Extendible website checking tool for webmasters with
a simple report output.
News
2010-09-11 release 1.10.4 of webcheck
This is more or less a maintenance release that gathers some outstanding
fixes.
An overview of the changes since the last release:
remove some left-over debugging code
several small bugfixes which more or less drop support for Python 2.3
limit "referenced from" list to 10 items
pass char_encoding option to tidy to fix some tidy-related errors
add a Referer header if possible (thanks Devin Bayer)
2009-06-14 webcheck homepage moved
Since I haven't been studying at the Delft University for quite some time
the webcheck homepage has been moved to
https://arthurdejong.org/webcheck/.
The contact email address has also been changed to arthur@arthurdejong.org.
The subversion repository and viewvc URLs have also changed (see the
downloads section for details).
If you were using the svn repository before you can do
to relocate your working copy.
In the meantime, webcheck migrated to Git and the Subversion
repository will no longer be updated and likely go away at some point, see
the downloads page for more information.
2008-07-19 release 1.10.3 of webcheck
This is a minor update release that fixes some smaller outstanding
issues and adds a couple of new features.

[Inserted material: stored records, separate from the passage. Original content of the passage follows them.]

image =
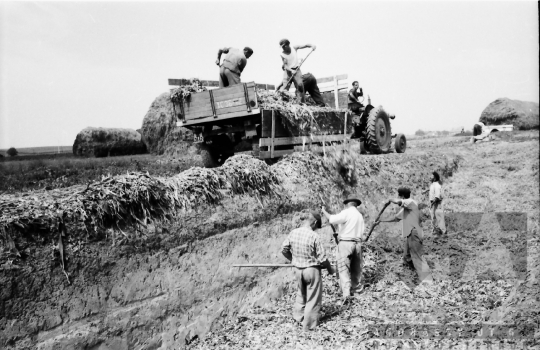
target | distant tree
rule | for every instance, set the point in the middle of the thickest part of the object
(12, 152)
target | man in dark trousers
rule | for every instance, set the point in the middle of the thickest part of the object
(233, 65)
(291, 63)
(303, 246)
(413, 248)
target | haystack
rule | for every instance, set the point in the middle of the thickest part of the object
(523, 115)
(159, 130)
(104, 142)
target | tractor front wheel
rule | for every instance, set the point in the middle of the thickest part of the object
(378, 132)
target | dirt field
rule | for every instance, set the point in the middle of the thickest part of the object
(172, 285)
(484, 274)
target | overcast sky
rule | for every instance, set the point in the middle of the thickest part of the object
(435, 65)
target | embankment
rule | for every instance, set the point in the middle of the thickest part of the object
(166, 285)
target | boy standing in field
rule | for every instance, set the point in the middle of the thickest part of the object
(349, 253)
(412, 232)
(304, 248)
(435, 208)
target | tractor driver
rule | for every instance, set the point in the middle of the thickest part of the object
(233, 65)
(354, 93)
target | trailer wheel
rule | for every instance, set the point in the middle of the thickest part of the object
(400, 143)
(362, 148)
(378, 131)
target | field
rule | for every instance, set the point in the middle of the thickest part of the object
(169, 283)
(26, 151)
(24, 174)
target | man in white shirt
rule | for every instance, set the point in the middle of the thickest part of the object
(435, 208)
(290, 59)
(413, 247)
(349, 253)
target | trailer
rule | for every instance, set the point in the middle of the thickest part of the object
(228, 120)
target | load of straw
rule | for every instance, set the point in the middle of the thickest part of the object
(133, 199)
(523, 115)
(104, 142)
(182, 93)
(160, 122)
(303, 119)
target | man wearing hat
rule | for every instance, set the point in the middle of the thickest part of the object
(233, 65)
(303, 247)
(291, 61)
(349, 253)
(411, 232)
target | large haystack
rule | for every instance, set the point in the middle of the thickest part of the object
(104, 142)
(523, 115)
(159, 130)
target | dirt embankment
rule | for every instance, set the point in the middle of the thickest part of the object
(106, 142)
(166, 286)
(523, 115)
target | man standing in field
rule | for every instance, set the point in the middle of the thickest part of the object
(290, 59)
(233, 65)
(412, 232)
(310, 86)
(349, 252)
(304, 248)
(435, 208)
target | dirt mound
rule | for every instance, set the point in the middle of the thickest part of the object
(105, 142)
(159, 131)
(523, 115)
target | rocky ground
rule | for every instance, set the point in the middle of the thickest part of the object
(486, 270)
(172, 286)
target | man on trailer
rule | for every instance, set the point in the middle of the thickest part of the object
(310, 86)
(303, 246)
(291, 63)
(233, 65)
(354, 93)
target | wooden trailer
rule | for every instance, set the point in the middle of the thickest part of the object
(225, 118)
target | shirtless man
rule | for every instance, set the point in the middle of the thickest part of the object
(233, 65)
(291, 62)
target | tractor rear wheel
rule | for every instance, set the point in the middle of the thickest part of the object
(378, 131)
(400, 143)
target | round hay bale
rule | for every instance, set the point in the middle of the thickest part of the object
(523, 115)
(105, 142)
(159, 130)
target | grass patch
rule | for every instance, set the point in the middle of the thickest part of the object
(42, 173)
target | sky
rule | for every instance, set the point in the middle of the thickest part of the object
(436, 65)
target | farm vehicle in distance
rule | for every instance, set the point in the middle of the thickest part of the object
(229, 120)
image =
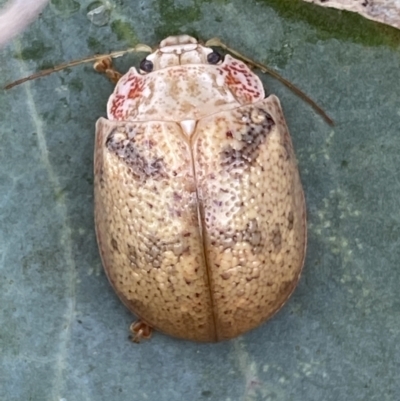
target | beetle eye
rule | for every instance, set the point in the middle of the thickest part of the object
(146, 65)
(214, 57)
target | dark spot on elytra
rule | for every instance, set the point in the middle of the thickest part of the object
(277, 238)
(257, 126)
(137, 157)
(114, 244)
(290, 220)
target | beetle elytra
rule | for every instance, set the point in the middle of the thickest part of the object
(199, 208)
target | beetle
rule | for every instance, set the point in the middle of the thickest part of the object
(199, 209)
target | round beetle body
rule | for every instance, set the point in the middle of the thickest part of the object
(199, 208)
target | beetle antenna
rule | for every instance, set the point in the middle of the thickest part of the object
(266, 70)
(136, 49)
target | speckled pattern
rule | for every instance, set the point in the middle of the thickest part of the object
(202, 233)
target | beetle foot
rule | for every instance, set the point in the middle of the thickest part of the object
(140, 330)
(105, 66)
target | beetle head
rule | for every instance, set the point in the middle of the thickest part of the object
(179, 50)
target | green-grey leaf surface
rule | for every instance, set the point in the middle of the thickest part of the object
(63, 331)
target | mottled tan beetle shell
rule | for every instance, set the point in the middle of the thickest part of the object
(199, 208)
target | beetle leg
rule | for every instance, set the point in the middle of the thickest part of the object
(140, 330)
(105, 66)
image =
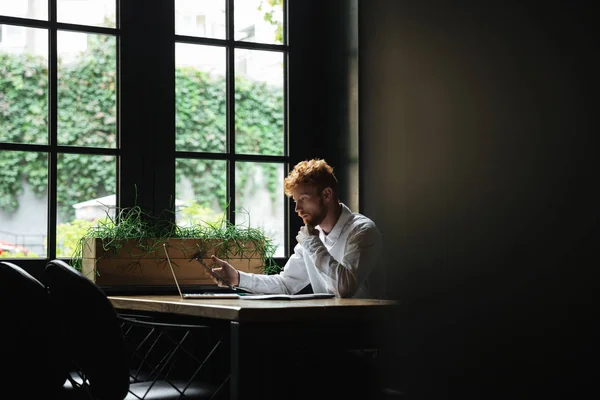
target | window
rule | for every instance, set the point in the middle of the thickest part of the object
(88, 120)
(58, 120)
(231, 116)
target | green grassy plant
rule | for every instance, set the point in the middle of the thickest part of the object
(149, 232)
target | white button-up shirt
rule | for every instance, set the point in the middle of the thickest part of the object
(337, 263)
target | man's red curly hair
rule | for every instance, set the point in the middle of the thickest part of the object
(313, 172)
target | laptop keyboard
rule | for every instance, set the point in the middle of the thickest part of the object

An overview of the changes since the last release:
support <iframe> and some common usages of <object>
fix bug in command-line parsing of short -r option
implement the --userpass option to pass username and password
information to specific sites based on a patch by Chris Shenton
handle errors while parsing more gracefully
add parsing of <script> tag and background attributes,
based on a patch by Robert M. Jansen
fix in parsing <style> tags and support style attributes
call tidy (if available) on HTML content, based on a patch by Henning
Sielaff
2007-11-04 release 1.10.2 of webcheck
This is a minor update release that fixes some smaller outstanding
issues.
An overview of the changes since the last release:
add checking for bug in BeautifulSoup and issue warning if bug is
found
added support for Python 2.3 (alhough more recent versions of Python
are recommended)
2007-07-15 release 1.10.1 of webcheck
This release includes some big performance improvements
(especially for very large sites) as well as some small bug
fixes. This release requires Python 2.4 or more recent to work.
An overview of the changes since the last release:
some extra Unicode handling precautions
fix problem in reading webcheck.dat for non-ASCII text
be more verbose about HTTP retrieval failures
split out URL normalization code into own module and do some basic
protocol-specific normalizations
a number of big performance improvements
fix a bug in handling some zero-size pages
parse http-equiv meta HTML header to parse refresh option
2007-05-12 release 1.10.0 of webcheck
This release changes the HTML parser under the hood (hence the version bump) and
includes some further general improvements.
An overview of the changes since the last release:
switched HTML parsing to using BeautifulSoup with a fall-back
mechanism to the old HTMLParser based solution
the new parser is much more error-tolerant but is reportedly somewhat
slower and does not include line numbers in errors
new features will likely only be added to the new parser
some small improvements to the output to make it XHTML 1.1
compliant
internal improvements for handling Unicode strings
better support for parsing <applet> tags and anchors
using id attributes
re-enable robots.txt parsing that was disabled in 1.9.8 and
add an --ignore-robots option
2007-01-15 release 1.9.8 of webcheck
This is a long overdue development release that should mainly include some
stability improvements.
An overview of the changes since the last release:
some checks for properly handling unknown and wrong encodings have been added
added proper error handling for SSL related socket problems (exceptions are
not a subclass of regular socket exceptions)
a bugfix for urls that contain a user name without a password or the other
way around
2006-07-02 release 1.9.7 of webcheck
This is another development release that should improve stability but also adds some
new functionality.
Any feedback is still very much appreciated (thanks for all the feedback I
already got).
An overview of the changes since the last release:
site data is now stored to a file while crawling the site, this can be used to resume a crawl with the --continue option and for debugging purposes
implemented checking of link anchors
small improvements to generated reports (favicon included, css fix)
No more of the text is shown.